Recently I have been thinking, talking, and writing about ESX host memory swapping a lot.  ESX swaps memory under the same conditions that traditional operating systems do; the application(s) is using more memory than available on the physical hardware.  Host swapping is an unavoidable consequence of this condition, whether virtualization is present or not.

But a recent article by my engineering colleague Chethan Kumar shows an avenue that allows VI admins to aggressively over-commit memory and avoid the catastrophic performance penalty of swapping: use solid state disks to host ESX swap files.

The fundamental problem with host swapping comes from the high latency of traditional disks compared to memory.  Data can be retrieved from memory in nanoseconds but takes milliseconds to fetch from a hard drive.  That means a single 4K memory page takes 100,000 times longer to retrieve if the operating system swapped it out.

The value that solid state disks offer to this problem is exceptional latency, as compared to traditional drives.  The SSD that Chethan used showed microsecond latencies, about 1,000 times lower than physical disks.  This means that  time spent waiting for swap activity* has been decreased to 0.1% of the time spent swapping to physical disks.

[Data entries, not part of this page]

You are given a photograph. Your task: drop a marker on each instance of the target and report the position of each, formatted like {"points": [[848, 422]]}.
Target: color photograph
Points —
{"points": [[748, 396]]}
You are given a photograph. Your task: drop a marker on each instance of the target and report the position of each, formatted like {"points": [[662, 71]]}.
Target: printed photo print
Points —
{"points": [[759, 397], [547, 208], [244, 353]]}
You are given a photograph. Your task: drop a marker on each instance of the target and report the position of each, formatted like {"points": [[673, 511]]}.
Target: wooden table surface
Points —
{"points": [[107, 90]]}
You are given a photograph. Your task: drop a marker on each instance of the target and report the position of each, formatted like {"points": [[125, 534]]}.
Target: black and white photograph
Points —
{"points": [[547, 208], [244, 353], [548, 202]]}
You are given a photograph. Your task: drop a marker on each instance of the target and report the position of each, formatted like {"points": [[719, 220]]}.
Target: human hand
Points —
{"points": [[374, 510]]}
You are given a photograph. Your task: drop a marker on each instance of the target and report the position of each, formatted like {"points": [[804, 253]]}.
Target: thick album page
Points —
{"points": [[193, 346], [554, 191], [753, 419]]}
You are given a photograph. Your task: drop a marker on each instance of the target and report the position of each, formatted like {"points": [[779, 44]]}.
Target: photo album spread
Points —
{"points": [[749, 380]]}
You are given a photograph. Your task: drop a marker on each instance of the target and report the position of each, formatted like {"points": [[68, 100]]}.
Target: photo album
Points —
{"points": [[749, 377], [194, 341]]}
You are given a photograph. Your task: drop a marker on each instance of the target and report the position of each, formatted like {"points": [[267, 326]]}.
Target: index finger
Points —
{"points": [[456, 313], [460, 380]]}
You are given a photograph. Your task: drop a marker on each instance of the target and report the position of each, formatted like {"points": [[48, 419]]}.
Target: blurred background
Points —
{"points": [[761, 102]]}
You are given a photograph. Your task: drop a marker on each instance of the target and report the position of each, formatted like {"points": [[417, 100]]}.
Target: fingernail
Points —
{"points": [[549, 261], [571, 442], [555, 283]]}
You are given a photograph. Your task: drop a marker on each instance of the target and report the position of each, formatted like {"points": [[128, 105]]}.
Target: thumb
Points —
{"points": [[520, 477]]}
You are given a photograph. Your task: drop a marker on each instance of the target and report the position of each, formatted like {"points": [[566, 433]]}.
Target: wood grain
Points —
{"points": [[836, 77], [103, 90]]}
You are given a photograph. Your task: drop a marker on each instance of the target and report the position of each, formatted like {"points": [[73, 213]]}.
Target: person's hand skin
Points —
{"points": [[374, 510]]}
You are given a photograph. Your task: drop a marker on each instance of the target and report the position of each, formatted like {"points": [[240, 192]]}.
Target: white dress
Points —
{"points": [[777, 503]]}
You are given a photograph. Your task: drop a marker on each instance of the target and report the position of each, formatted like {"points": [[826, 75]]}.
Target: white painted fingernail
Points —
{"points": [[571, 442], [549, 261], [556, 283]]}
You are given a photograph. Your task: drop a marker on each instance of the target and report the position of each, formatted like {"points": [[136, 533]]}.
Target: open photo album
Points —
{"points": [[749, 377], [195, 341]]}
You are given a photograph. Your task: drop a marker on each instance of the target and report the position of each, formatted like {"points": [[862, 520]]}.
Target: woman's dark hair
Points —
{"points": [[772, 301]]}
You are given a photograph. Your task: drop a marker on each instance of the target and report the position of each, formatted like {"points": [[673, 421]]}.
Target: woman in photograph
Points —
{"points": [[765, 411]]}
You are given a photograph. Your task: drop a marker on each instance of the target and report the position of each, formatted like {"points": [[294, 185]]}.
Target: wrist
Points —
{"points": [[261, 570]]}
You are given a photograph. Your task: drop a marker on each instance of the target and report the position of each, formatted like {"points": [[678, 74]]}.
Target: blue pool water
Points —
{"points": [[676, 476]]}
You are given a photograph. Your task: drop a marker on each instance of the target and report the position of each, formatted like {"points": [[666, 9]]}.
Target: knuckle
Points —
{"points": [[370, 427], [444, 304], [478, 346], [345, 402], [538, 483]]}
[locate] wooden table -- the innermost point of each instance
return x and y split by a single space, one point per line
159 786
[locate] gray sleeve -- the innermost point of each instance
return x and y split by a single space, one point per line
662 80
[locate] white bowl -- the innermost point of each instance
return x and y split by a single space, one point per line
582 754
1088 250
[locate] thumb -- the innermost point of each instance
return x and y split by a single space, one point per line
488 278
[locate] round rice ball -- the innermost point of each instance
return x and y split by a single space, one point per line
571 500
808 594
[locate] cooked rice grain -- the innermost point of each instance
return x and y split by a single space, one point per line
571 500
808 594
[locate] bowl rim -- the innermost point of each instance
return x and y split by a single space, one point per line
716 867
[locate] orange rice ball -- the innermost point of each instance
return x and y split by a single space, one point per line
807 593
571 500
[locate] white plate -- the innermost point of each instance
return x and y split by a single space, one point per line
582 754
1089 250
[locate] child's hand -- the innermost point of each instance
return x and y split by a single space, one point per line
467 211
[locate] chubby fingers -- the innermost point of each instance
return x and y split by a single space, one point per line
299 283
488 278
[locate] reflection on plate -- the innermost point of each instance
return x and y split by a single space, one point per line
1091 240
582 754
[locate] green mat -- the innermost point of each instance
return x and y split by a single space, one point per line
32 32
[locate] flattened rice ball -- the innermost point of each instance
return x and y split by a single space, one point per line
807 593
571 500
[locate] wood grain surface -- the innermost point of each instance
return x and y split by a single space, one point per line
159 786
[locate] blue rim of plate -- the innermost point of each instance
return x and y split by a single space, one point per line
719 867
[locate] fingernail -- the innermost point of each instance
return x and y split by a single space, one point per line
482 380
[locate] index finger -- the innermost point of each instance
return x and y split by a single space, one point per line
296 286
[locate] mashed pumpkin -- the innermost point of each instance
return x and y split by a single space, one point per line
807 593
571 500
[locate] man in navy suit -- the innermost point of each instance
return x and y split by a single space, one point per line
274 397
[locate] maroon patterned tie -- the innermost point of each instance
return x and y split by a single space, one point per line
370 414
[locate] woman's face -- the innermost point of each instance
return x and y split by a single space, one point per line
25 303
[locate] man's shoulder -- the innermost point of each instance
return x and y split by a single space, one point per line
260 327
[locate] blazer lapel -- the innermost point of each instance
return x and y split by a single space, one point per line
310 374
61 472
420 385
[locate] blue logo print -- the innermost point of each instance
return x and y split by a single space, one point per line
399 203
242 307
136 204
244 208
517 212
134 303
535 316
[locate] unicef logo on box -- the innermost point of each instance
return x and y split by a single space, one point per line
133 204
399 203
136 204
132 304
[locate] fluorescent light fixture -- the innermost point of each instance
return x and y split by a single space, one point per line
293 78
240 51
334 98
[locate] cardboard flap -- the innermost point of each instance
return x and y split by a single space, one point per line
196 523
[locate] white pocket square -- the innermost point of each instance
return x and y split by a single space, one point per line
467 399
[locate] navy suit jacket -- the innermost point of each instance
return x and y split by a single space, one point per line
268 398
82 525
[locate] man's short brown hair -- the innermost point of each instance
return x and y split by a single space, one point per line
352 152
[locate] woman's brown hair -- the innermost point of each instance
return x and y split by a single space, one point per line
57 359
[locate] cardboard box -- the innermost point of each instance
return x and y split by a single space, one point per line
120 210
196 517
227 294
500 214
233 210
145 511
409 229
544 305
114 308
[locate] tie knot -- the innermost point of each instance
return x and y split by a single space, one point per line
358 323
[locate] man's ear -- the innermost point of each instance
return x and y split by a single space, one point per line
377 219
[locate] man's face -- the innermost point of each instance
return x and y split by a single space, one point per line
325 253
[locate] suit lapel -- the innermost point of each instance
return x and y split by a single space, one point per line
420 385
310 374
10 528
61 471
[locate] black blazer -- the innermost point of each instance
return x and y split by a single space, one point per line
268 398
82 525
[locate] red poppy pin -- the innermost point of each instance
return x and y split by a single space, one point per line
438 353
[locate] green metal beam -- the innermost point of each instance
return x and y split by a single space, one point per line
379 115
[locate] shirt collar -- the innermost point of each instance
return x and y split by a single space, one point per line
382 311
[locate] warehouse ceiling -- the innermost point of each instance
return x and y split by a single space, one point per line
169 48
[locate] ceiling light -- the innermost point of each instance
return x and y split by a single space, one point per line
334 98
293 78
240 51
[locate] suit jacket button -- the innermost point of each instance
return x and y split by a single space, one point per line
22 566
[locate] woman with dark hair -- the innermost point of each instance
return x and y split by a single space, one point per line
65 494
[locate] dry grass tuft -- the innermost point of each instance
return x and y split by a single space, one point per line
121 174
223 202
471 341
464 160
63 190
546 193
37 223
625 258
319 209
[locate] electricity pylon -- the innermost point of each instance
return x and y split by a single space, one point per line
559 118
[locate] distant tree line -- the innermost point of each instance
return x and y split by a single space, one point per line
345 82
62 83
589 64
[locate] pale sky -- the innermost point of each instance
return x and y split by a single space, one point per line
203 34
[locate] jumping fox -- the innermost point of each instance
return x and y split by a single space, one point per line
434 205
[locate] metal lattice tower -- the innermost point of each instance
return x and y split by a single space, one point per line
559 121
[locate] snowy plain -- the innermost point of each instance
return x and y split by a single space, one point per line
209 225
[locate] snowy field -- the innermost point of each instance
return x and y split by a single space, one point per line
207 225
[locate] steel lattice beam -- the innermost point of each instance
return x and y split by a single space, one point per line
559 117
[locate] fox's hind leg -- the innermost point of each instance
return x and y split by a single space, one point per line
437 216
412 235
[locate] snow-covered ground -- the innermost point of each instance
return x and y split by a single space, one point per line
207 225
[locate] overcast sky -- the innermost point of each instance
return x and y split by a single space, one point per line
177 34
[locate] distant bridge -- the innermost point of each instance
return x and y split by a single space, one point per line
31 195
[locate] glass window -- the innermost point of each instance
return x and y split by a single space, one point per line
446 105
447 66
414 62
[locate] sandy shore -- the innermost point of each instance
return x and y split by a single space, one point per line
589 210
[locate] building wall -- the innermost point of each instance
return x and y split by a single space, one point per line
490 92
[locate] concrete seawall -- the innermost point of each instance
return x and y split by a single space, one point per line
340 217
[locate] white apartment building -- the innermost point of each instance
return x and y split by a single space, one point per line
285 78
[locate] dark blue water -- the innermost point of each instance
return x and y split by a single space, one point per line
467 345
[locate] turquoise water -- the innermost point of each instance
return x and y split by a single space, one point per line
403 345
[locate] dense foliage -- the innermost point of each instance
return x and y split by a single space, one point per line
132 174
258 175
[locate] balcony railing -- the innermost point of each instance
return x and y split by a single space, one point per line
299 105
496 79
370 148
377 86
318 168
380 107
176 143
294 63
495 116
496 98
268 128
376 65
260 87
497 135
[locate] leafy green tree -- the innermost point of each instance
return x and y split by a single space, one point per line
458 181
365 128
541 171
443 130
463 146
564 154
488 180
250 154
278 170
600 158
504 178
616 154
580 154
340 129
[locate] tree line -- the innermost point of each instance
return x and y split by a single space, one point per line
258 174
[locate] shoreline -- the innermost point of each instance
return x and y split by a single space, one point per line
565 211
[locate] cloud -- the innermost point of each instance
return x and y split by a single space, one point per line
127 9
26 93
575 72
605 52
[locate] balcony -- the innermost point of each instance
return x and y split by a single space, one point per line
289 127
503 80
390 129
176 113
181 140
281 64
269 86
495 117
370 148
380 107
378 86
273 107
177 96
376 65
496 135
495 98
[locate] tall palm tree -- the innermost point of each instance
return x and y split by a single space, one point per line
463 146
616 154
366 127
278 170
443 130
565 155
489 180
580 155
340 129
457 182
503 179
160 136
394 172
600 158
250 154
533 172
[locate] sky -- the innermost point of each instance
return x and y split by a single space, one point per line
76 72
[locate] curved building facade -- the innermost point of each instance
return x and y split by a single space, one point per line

The importance of fast swap files is that it enables administrators to more aggressively over-commit memory.  Today our admins rightfully fear the VMs’ aggregate active memory exceeding the available physical memory, which results in swapping.  Today SSD technology in shared storage such as EMC’s new CLARiiONs allows our admins to cleverly place swap files and drive up memory utilization to previously unheard of levels.  This may enable standard memory overcommitment of 200% or more, with extreme over-commit being much higher than this.

In future versions of ESX we want to automate the usage of SSDs to maximize the use of available memory.  But that’s a roadmap discussion that I will leave for another day.

(*) This swap wait time has conveniently been added to ESX 4’s version of esxtop under the counter %SWPWT.  See Interpreting esxtop Statistics for more information.